Si Qadehar le Sorcier posait les bases d’un univers sympathique sans vraiment réinventer la roue, gageons que Le Seigneur Sha lui emboîte le pas avec justesse : toutefois, le second tome de la trilogie phare d’Erik L’Homme ne fait pas que s’en tenir à de gentilles bases, les péripéties de Guillemot et sa clique d’amis fidèles (et plus encore) gagnant ici en incertitudes… et donc saveur.
Un soupçon de paradoxe s’impose alors, le Monde Incertain se voyant majoritairement mis de côté en dépit de son supposé statut hautement dangereux : pourtant cela n’a rien d’un mal tant l’auteur va creuser avec efficacité le potentiel du Pays d’Ys et, plus globalement, le jeu des pouvoirs à l’œuvre. Au même titre que le recul qu’elle impose, cette relecture invoque toutefois d’en connaître le détail à l’avance, les identités du Seigneur Sha et de l’Ombre étant ainsi connues : l’occasion toute indiquée de déterminer si le tout est bien ficelé…
Une question à laquelle nous répondrions volontiers par l’affirmative, L’Homme brodant un récit facile dans son exécution mais travaillé dans sa profondeur (relative, mais palpable). Sa capacité à brouiller les cartes l’atteste, l’attaque de Gifdu complexifiant l’échiquier en maintenant le doute quant aux intentions de ces personnages clés et/ou perturbateurs ; dans un registre plus « folklorique », l’introduction jouasse de ces diables de Korrigans accouche d’une séquence originale à l’échelle du Livre des Étoiles, ce clan tierce proprement ambivalent ayant de la suite dans les idées.
En ce qui concerne enfin son quintet d’enfants-héros, L’Homme étoffe à petit feu les aléas sentimentaux liant le groupe, de quoi nous renvoyer plutôt bien à nos propres émois d’antan.
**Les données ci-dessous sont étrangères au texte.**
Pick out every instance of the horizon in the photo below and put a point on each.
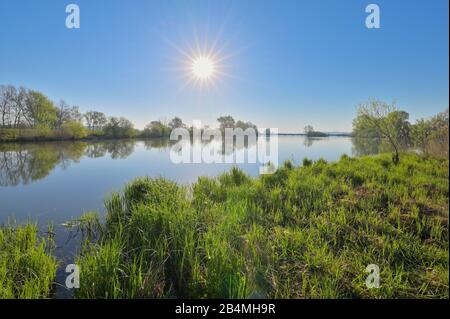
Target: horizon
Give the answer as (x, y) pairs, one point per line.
(285, 67)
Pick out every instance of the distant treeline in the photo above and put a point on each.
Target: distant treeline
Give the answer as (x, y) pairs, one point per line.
(29, 115)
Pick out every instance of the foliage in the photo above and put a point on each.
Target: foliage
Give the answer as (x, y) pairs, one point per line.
(119, 128)
(302, 232)
(157, 129)
(310, 132)
(75, 130)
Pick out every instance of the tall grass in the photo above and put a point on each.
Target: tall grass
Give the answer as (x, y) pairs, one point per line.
(27, 269)
(303, 232)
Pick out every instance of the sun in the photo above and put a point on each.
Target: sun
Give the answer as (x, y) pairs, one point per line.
(203, 68)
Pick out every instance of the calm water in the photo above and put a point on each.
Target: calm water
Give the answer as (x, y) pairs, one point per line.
(57, 181)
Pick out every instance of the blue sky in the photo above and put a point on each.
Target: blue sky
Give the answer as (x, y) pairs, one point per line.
(289, 63)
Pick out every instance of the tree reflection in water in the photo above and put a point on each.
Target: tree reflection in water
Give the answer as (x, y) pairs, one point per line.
(24, 163)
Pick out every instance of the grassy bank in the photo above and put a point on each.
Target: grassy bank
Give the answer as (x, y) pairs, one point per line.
(27, 269)
(302, 232)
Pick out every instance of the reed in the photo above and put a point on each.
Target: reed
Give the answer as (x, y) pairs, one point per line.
(302, 232)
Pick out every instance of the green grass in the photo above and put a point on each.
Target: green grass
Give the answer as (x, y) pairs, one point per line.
(27, 269)
(303, 232)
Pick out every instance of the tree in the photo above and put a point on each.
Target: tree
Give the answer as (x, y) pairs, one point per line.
(7, 95)
(74, 129)
(381, 120)
(156, 129)
(119, 127)
(66, 114)
(226, 122)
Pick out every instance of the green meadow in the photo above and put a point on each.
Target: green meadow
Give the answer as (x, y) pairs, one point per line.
(303, 232)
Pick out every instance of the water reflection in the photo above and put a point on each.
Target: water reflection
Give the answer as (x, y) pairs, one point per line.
(25, 163)
(30, 162)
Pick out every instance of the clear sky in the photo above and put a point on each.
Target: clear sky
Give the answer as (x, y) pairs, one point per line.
(288, 63)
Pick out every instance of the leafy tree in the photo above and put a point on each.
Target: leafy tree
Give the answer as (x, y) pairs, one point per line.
(66, 113)
(40, 110)
(95, 120)
(176, 122)
(381, 120)
(156, 129)
(74, 129)
(226, 122)
(119, 127)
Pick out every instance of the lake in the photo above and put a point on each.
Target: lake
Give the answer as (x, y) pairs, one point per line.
(56, 181)
(53, 182)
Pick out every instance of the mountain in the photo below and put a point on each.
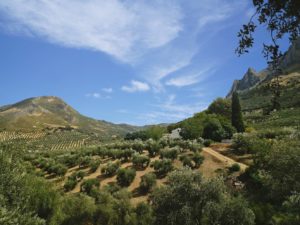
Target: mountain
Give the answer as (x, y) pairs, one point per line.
(290, 62)
(49, 112)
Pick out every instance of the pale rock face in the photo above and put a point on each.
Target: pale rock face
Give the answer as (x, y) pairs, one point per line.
(290, 62)
(250, 79)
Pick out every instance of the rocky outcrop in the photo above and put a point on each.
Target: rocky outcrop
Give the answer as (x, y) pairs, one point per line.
(291, 59)
(250, 79)
(290, 62)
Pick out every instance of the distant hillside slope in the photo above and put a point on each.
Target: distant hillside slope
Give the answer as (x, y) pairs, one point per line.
(49, 112)
(289, 63)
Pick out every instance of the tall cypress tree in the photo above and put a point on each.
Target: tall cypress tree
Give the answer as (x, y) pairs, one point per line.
(236, 115)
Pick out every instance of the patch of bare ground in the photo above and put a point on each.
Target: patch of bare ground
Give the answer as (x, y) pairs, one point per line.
(225, 149)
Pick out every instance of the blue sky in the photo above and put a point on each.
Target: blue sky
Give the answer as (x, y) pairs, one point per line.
(134, 61)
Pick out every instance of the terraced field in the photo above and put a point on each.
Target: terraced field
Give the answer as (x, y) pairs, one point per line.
(108, 154)
(47, 141)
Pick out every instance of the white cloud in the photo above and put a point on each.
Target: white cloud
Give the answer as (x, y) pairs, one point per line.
(107, 90)
(123, 29)
(136, 86)
(190, 79)
(97, 96)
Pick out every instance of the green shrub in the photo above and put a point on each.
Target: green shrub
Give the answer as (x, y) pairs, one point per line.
(110, 169)
(84, 161)
(140, 161)
(234, 168)
(198, 159)
(207, 142)
(169, 153)
(186, 161)
(153, 147)
(213, 130)
(242, 144)
(70, 185)
(148, 181)
(94, 164)
(125, 177)
(89, 185)
(162, 167)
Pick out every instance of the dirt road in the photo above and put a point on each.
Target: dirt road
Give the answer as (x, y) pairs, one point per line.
(223, 158)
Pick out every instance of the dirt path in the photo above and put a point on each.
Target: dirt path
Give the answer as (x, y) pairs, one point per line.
(228, 161)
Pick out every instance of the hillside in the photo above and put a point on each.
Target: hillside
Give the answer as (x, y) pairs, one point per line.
(289, 63)
(50, 113)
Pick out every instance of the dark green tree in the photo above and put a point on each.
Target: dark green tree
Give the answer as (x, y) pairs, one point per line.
(125, 177)
(236, 116)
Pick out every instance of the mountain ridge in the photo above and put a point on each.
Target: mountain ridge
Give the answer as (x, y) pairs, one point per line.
(289, 62)
(47, 112)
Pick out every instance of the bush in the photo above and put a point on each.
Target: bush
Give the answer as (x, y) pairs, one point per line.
(186, 161)
(169, 153)
(148, 181)
(153, 148)
(207, 142)
(78, 175)
(220, 107)
(162, 167)
(213, 130)
(234, 168)
(94, 164)
(70, 184)
(110, 169)
(125, 177)
(140, 161)
(198, 159)
(187, 198)
(248, 144)
(89, 185)
(84, 161)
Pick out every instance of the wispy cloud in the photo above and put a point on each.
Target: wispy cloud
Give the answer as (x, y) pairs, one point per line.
(97, 96)
(107, 90)
(123, 29)
(190, 79)
(171, 111)
(136, 86)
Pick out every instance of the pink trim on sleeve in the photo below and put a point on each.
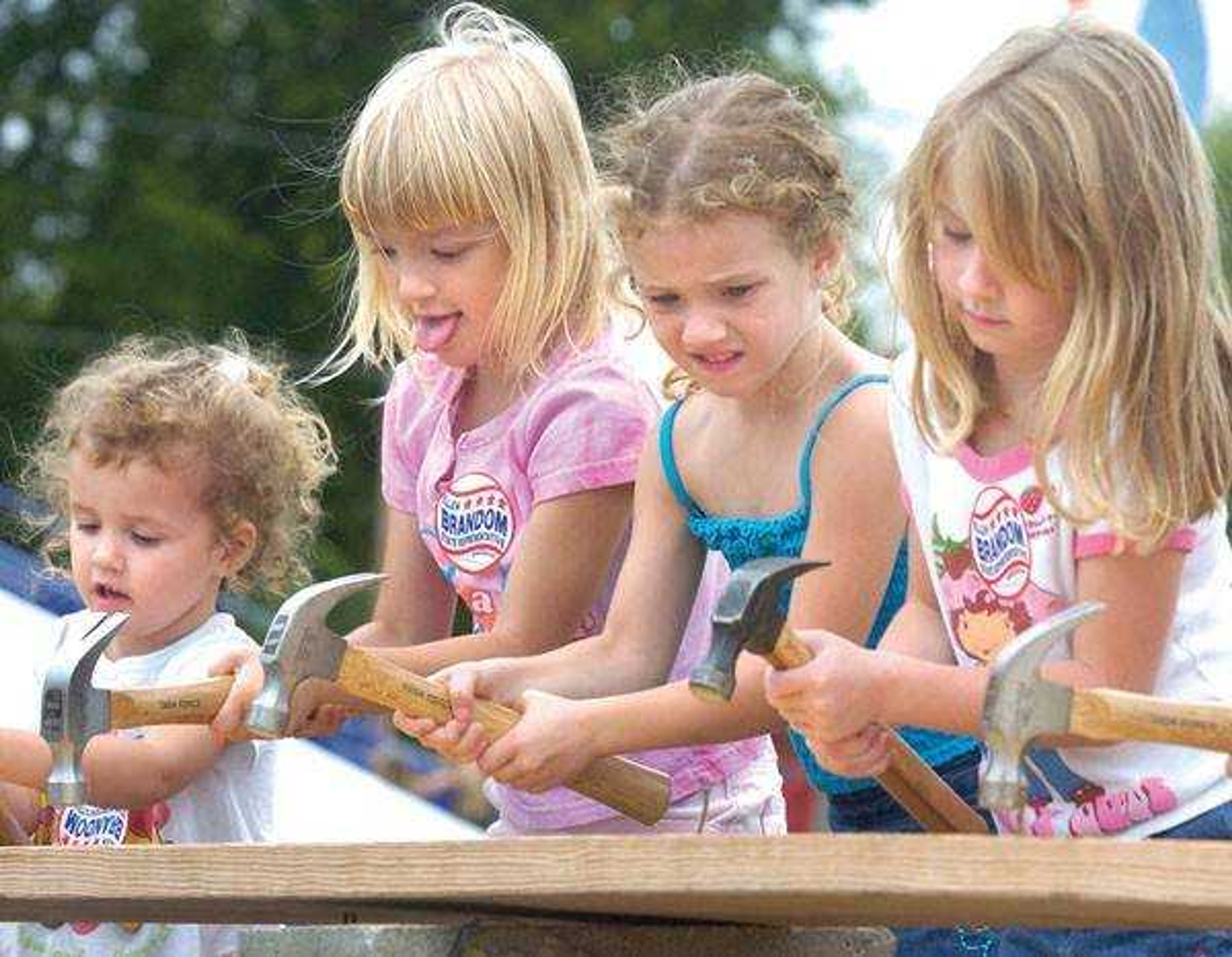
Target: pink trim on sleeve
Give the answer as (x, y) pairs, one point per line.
(1104, 544)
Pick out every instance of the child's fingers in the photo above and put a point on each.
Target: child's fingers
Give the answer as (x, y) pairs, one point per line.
(462, 683)
(323, 722)
(249, 680)
(451, 741)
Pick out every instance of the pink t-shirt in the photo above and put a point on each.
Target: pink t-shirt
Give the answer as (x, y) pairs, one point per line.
(582, 427)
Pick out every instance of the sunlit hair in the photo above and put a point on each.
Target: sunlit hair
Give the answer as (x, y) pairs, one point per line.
(218, 416)
(739, 142)
(1075, 168)
(482, 129)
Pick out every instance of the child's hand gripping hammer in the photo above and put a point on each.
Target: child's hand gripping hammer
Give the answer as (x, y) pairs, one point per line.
(299, 645)
(749, 617)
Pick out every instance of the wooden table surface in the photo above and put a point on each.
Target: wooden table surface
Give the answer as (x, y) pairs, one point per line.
(800, 880)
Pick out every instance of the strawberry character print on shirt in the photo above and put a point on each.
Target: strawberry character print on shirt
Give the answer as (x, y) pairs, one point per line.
(986, 578)
(1003, 558)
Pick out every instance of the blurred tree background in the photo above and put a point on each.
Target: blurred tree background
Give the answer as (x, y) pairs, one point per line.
(164, 167)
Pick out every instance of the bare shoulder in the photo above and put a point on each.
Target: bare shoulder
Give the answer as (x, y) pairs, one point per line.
(854, 449)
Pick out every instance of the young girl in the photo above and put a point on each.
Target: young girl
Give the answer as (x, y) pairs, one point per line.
(1065, 432)
(513, 429)
(733, 212)
(173, 472)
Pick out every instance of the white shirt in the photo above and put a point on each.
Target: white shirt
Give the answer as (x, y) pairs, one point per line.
(230, 802)
(1001, 560)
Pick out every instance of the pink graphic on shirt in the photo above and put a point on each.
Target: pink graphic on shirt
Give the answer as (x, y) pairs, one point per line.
(475, 523)
(984, 619)
(1000, 544)
(482, 605)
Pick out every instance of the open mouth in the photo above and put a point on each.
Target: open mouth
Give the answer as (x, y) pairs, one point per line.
(433, 333)
(108, 599)
(719, 361)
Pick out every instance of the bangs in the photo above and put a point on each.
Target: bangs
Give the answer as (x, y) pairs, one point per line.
(416, 160)
(992, 178)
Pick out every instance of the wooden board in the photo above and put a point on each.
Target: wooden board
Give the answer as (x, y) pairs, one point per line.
(799, 880)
La progression de « l’élu » Guillemot se veut également probante, ce dernier ne se reposant pas sur ses « lauriers » et jouant parfaitement le jeu du surdoué inexpérimenté ; l’arrivée de Bertram, trublion mal dégourdi mais n’ayant pas sa langue dans la poche, est pour sa part une addition de choix tant le jeune sorcier compose une pièce originale et complémentaire au sein du groupe (pour ce qui est d’Agathe, seul sa propension à provoquer le malaise chez son sauveur semble prévaloir).
Et puis, nous retiendrons surtout du Seigneur Sha l’assaut de Djaghataël : bien que le roman s’inscrive dans une démarche « jeunesse », édulcorant par voie de conséquence la séquence et son impact chez le lecteur, le massacre relaté par L’Homme n’en demeure pas moins significatif et contraste énormément avec le ton général de l’œuvre (telle que développée jusqu’ici), d’autant plus que Qadehar le Sorcier avait échoué à faire du Monde Incertain une entité redoutable.
Sans atteindre des sommets, ce second volet fait donc un peu mieux et suscite de belles promesses quant à la conclusion à venir… affaire à suivre.